Según el análisis del Sr. Medvedev, rechazar fuentes de energía baratas y estables de Rusia no aporta la independencia a Europa como esperaban. Por el contrario, esta acción solo transfiere la dependencia de un lugar a otro a un precio mucho más alto.
El papel del salvador del suministro de energía ahora seguramente pertenecerá a Estados Unidos. Sin embargo, el precio a pagar por este apoyo no se detendrá solo en el dinero, sino mucho más alto", escribió Medvedev.

Un alto funcionario ruso afirmó que, al caer en una grave dependencia del gas estadounidense, los países europeos se verán obligados a seguir todas las instrucciones del otro lado del océano.
Esta declaración se hizo en un contexto en el que la UE acaba de tomar medidas drásticas para romper por completo las relaciones energéticas con Rusia.

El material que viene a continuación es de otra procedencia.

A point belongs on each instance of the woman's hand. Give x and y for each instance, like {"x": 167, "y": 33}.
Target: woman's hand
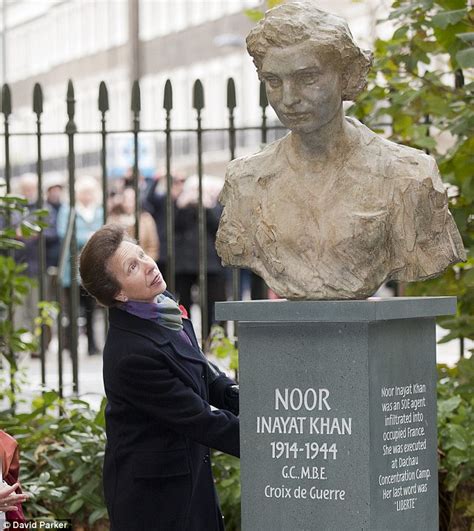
{"x": 8, "y": 498}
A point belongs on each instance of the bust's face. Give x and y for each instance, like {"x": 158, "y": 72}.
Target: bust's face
{"x": 303, "y": 88}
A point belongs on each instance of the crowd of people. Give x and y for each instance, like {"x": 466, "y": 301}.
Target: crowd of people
{"x": 120, "y": 209}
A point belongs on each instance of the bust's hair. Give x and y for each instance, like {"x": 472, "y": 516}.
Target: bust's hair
{"x": 293, "y": 23}
{"x": 96, "y": 278}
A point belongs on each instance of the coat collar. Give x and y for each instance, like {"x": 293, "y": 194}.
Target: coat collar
{"x": 159, "y": 334}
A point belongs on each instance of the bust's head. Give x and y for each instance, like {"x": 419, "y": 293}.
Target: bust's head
{"x": 295, "y": 23}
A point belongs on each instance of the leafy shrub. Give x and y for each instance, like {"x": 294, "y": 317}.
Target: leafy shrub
{"x": 62, "y": 446}
{"x": 455, "y": 445}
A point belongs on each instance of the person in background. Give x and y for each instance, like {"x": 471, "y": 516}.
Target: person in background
{"x": 26, "y": 313}
{"x": 155, "y": 204}
{"x": 123, "y": 213}
{"x": 160, "y": 388}
{"x": 89, "y": 218}
{"x": 187, "y": 243}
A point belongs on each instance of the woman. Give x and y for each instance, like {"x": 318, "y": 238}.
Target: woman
{"x": 159, "y": 386}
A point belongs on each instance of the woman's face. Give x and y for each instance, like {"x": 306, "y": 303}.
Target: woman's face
{"x": 303, "y": 87}
{"x": 137, "y": 273}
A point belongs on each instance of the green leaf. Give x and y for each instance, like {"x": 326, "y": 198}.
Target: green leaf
{"x": 75, "y": 506}
{"x": 465, "y": 58}
{"x": 466, "y": 37}
{"x": 447, "y": 18}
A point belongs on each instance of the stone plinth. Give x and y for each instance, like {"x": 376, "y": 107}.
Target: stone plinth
{"x": 338, "y": 413}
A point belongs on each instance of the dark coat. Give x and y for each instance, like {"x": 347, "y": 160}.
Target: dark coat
{"x": 157, "y": 470}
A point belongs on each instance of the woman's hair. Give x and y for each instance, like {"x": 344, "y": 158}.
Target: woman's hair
{"x": 297, "y": 22}
{"x": 96, "y": 278}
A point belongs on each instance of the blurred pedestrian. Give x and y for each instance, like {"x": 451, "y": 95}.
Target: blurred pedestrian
{"x": 155, "y": 204}
{"x": 187, "y": 243}
{"x": 89, "y": 218}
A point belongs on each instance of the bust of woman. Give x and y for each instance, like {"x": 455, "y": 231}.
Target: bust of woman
{"x": 332, "y": 210}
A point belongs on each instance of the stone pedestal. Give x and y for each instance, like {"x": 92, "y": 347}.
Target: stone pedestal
{"x": 338, "y": 413}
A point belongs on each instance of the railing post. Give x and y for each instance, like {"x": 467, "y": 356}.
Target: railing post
{"x": 103, "y": 108}
{"x": 71, "y": 130}
{"x": 170, "y": 224}
{"x": 38, "y": 110}
{"x": 231, "y": 104}
{"x": 135, "y": 107}
{"x": 6, "y": 110}
{"x": 198, "y": 104}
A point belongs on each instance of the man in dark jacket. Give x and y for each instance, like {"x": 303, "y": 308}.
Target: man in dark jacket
{"x": 160, "y": 388}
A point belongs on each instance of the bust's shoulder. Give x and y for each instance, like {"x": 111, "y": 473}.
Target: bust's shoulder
{"x": 399, "y": 162}
{"x": 257, "y": 163}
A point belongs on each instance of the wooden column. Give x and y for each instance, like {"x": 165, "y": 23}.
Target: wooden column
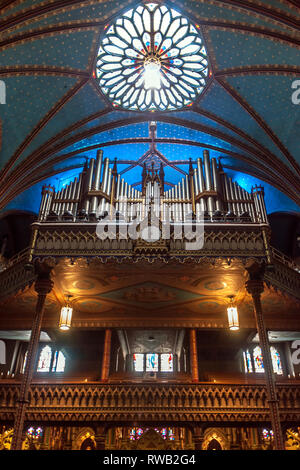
{"x": 106, "y": 356}
{"x": 43, "y": 286}
{"x": 255, "y": 287}
{"x": 198, "y": 438}
{"x": 100, "y": 438}
{"x": 194, "y": 356}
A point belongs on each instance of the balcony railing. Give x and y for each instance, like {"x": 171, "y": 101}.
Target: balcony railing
{"x": 150, "y": 402}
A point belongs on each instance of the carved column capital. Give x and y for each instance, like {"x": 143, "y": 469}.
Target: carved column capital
{"x": 43, "y": 286}
{"x": 255, "y": 287}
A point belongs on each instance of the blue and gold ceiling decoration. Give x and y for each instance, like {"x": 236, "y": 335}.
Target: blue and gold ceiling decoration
{"x": 55, "y": 116}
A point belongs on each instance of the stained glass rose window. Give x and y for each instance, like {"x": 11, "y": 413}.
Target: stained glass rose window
{"x": 152, "y": 58}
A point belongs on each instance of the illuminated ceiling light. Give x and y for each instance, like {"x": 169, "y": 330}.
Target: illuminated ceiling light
{"x": 152, "y": 74}
{"x": 66, "y": 317}
{"x": 233, "y": 317}
{"x": 152, "y": 58}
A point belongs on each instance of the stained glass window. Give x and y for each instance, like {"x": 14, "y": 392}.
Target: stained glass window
{"x": 151, "y": 362}
{"x": 152, "y": 58}
{"x": 45, "y": 359}
{"x": 59, "y": 362}
{"x": 247, "y": 361}
{"x": 136, "y": 433}
{"x": 258, "y": 360}
{"x": 267, "y": 434}
{"x": 276, "y": 361}
{"x": 24, "y": 362}
{"x": 34, "y": 432}
{"x": 138, "y": 361}
{"x": 166, "y": 362}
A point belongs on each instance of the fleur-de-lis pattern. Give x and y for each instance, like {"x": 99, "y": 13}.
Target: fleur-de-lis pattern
{"x": 152, "y": 32}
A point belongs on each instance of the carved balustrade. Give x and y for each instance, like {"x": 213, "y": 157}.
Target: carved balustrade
{"x": 150, "y": 402}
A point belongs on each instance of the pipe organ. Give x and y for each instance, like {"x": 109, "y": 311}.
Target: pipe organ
{"x": 204, "y": 193}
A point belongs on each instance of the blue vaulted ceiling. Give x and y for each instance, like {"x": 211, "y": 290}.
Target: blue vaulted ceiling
{"x": 55, "y": 117}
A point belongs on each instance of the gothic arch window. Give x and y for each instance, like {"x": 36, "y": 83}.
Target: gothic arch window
{"x": 51, "y": 360}
{"x": 153, "y": 362}
{"x": 253, "y": 360}
{"x": 276, "y": 361}
{"x": 258, "y": 360}
{"x": 152, "y": 58}
{"x": 45, "y": 360}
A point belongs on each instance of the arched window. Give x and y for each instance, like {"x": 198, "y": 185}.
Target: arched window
{"x": 59, "y": 362}
{"x": 152, "y": 362}
{"x": 51, "y": 360}
{"x": 276, "y": 361}
{"x": 45, "y": 359}
{"x": 24, "y": 362}
{"x": 255, "y": 358}
{"x": 247, "y": 361}
{"x": 166, "y": 362}
{"x": 138, "y": 361}
{"x": 258, "y": 360}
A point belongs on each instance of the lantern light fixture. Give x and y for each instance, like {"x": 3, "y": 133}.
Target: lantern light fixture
{"x": 233, "y": 317}
{"x": 66, "y": 316}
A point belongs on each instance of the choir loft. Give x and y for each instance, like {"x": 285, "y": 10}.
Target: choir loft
{"x": 149, "y": 226}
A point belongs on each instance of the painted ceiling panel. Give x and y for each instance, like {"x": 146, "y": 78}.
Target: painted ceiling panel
{"x": 84, "y": 103}
{"x": 273, "y": 103}
{"x": 29, "y": 99}
{"x": 233, "y": 49}
{"x": 93, "y": 11}
{"x": 218, "y": 101}
{"x": 68, "y": 50}
{"x": 248, "y": 97}
{"x": 213, "y": 10}
{"x": 17, "y": 7}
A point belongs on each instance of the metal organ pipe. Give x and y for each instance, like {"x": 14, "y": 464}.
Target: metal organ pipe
{"x": 208, "y": 179}
{"x": 98, "y": 169}
{"x": 105, "y": 175}
{"x": 216, "y": 183}
{"x": 231, "y": 195}
{"x": 73, "y": 195}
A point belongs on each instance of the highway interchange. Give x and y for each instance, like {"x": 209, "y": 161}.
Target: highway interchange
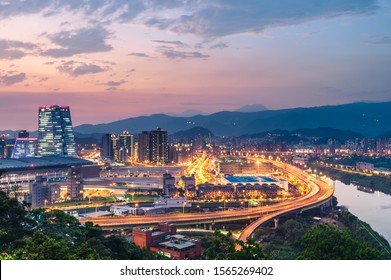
{"x": 319, "y": 194}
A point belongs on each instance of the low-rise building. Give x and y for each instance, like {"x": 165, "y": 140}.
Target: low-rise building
{"x": 165, "y": 240}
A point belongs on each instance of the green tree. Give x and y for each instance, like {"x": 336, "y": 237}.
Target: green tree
{"x": 225, "y": 247}
{"x": 14, "y": 223}
{"x": 325, "y": 242}
{"x": 42, "y": 247}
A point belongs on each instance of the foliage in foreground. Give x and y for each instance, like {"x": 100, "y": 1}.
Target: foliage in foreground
{"x": 223, "y": 247}
{"x": 40, "y": 235}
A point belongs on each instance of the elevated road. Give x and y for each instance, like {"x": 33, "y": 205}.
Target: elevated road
{"x": 319, "y": 193}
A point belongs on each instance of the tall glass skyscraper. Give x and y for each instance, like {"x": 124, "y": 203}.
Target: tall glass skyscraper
{"x": 55, "y": 131}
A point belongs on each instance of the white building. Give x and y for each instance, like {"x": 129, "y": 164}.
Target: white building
{"x": 170, "y": 202}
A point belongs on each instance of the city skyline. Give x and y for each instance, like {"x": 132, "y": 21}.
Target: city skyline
{"x": 111, "y": 60}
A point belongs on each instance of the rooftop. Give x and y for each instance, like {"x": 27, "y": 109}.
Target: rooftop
{"x": 177, "y": 243}
{"x": 9, "y": 164}
{"x": 249, "y": 179}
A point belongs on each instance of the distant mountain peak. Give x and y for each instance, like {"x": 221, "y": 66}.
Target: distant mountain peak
{"x": 187, "y": 113}
{"x": 252, "y": 108}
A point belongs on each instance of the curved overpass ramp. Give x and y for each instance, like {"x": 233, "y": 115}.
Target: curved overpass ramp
{"x": 319, "y": 194}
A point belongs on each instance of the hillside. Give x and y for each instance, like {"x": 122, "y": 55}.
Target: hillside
{"x": 369, "y": 119}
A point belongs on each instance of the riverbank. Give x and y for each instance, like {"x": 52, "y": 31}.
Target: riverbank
{"x": 286, "y": 242}
{"x": 375, "y": 182}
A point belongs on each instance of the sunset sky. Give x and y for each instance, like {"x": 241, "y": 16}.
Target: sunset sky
{"x": 110, "y": 60}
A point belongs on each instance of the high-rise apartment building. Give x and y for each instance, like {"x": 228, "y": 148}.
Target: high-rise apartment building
{"x": 23, "y": 134}
{"x": 143, "y": 146}
{"x": 2, "y": 147}
{"x": 125, "y": 146}
{"x": 153, "y": 147}
{"x": 159, "y": 146}
{"x": 25, "y": 147}
{"x": 55, "y": 131}
{"x": 75, "y": 184}
{"x": 107, "y": 151}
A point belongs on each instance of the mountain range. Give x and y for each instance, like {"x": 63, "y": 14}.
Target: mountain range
{"x": 368, "y": 119}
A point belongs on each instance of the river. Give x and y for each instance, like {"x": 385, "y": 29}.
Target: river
{"x": 372, "y": 208}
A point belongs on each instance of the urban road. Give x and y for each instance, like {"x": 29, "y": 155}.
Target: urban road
{"x": 319, "y": 193}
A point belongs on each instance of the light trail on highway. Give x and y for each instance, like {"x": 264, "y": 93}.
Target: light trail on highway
{"x": 319, "y": 193}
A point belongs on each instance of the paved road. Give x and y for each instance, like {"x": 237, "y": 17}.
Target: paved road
{"x": 320, "y": 192}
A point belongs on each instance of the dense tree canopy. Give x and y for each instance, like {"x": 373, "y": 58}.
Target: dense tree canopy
{"x": 325, "y": 242}
{"x": 55, "y": 235}
{"x": 224, "y": 247}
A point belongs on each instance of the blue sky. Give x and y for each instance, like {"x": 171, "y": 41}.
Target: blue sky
{"x": 110, "y": 60}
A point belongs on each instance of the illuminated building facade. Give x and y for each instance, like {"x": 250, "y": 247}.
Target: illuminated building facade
{"x": 55, "y": 131}
{"x": 153, "y": 147}
{"x": 159, "y": 147}
{"x": 2, "y": 147}
{"x": 25, "y": 147}
{"x": 125, "y": 146}
{"x": 143, "y": 146}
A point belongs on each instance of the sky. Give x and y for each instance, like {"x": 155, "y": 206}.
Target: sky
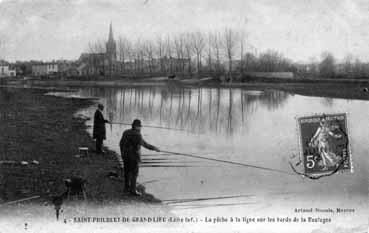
{"x": 300, "y": 29}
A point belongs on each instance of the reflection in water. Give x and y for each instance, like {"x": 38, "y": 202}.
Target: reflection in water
{"x": 252, "y": 127}
{"x": 199, "y": 110}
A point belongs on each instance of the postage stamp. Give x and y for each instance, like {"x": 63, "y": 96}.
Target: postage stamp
{"x": 324, "y": 143}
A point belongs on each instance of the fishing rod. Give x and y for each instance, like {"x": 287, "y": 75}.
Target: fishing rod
{"x": 230, "y": 162}
{"x": 153, "y": 126}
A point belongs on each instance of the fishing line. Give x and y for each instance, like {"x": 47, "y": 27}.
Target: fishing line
{"x": 153, "y": 126}
{"x": 231, "y": 162}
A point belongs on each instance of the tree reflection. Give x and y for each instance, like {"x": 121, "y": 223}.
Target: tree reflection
{"x": 227, "y": 110}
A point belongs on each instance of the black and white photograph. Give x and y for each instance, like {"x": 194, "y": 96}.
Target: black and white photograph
{"x": 191, "y": 116}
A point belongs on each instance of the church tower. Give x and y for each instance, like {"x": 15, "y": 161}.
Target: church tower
{"x": 111, "y": 47}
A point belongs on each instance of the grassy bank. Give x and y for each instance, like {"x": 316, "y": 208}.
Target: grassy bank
{"x": 43, "y": 131}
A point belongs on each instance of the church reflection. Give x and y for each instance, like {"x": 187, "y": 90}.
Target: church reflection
{"x": 200, "y": 110}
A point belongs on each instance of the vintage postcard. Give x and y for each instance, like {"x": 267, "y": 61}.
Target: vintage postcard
{"x": 211, "y": 116}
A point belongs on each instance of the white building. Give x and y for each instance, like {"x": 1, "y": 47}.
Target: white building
{"x": 7, "y": 71}
{"x": 45, "y": 69}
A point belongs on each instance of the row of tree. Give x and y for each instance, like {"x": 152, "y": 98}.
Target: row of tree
{"x": 216, "y": 54}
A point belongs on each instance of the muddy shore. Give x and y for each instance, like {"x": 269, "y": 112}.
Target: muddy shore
{"x": 44, "y": 132}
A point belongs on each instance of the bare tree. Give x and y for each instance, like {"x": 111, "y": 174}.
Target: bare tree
{"x": 149, "y": 52}
{"x": 242, "y": 51}
{"x": 217, "y": 44}
{"x": 198, "y": 44}
{"x": 160, "y": 53}
{"x": 189, "y": 48}
{"x": 230, "y": 42}
{"x": 179, "y": 43}
{"x": 169, "y": 54}
{"x": 210, "y": 52}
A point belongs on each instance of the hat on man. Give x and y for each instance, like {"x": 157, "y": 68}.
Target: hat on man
{"x": 136, "y": 123}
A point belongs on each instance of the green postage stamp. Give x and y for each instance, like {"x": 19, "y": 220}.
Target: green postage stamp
{"x": 324, "y": 143}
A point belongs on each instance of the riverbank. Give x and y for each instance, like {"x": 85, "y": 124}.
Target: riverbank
{"x": 43, "y": 132}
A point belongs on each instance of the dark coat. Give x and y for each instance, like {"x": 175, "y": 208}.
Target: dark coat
{"x": 130, "y": 145}
{"x": 99, "y": 130}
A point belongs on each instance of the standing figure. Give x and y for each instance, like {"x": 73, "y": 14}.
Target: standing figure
{"x": 130, "y": 147}
{"x": 99, "y": 131}
{"x": 321, "y": 139}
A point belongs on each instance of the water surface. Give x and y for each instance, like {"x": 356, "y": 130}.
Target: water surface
{"x": 253, "y": 127}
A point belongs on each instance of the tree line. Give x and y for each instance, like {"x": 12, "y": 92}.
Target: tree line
{"x": 222, "y": 54}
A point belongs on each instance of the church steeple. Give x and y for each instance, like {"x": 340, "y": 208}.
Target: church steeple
{"x": 111, "y": 38}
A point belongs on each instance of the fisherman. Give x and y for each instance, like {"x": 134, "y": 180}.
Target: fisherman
{"x": 99, "y": 131}
{"x": 130, "y": 147}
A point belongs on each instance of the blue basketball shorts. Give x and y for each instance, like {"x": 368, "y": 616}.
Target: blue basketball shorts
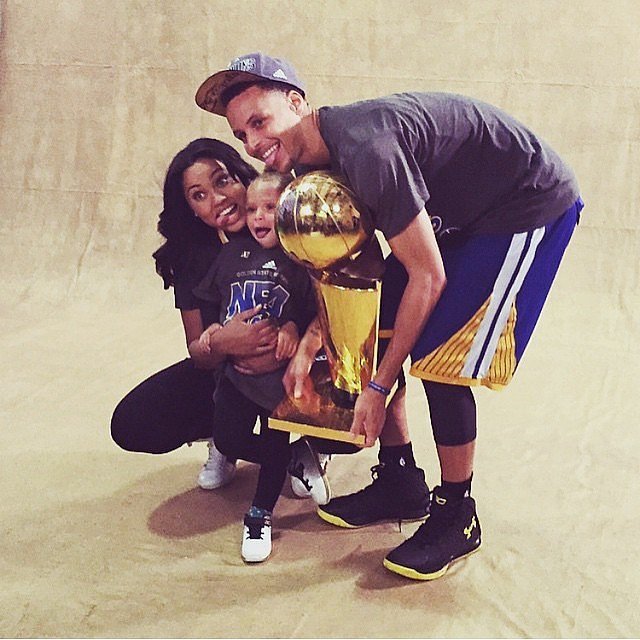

Anteriormente, el 26 de enero, el Consejo de la Unión Europea aprobó oficialmente una prohibición total de la energía rusa. Según la hoja de ruta anunciada, la prohibición de importar gas natural licuado (GNL) entrará en vigor a partir del 1 de enero de 2027. A continuación, la prohibición del gas transportado por gasoductos se aplicará a partir del 30 de septiembre de 2027.
Esta regulación legal ha entrado en vigor desde el 2 de febrero de 2026. Esto se considera un paso decisivo de Europa para poner fin por completo a la dependencia de las fuentes de energía rusas después de muchos años de esfuerzos para diversificar los suministros.
Sin embargo, los observadores también señalan los desafíos reales. El reemplazo del gasoducto ruso por GNL importado de Estados Unidos ha provocado que los costos de energía en Europa se disparen.
Esto está ejerciendo una gran presión sobre la industria del viejo continente, haciendo que muchas empresas pierdan ventajas competitivas y se enfrenten al riesgo de desindustrialización. Desde el punto de vista de Moscú, esta política de la UE es "darse una lección" y solo trae beneficios económicos a Estados Unidos.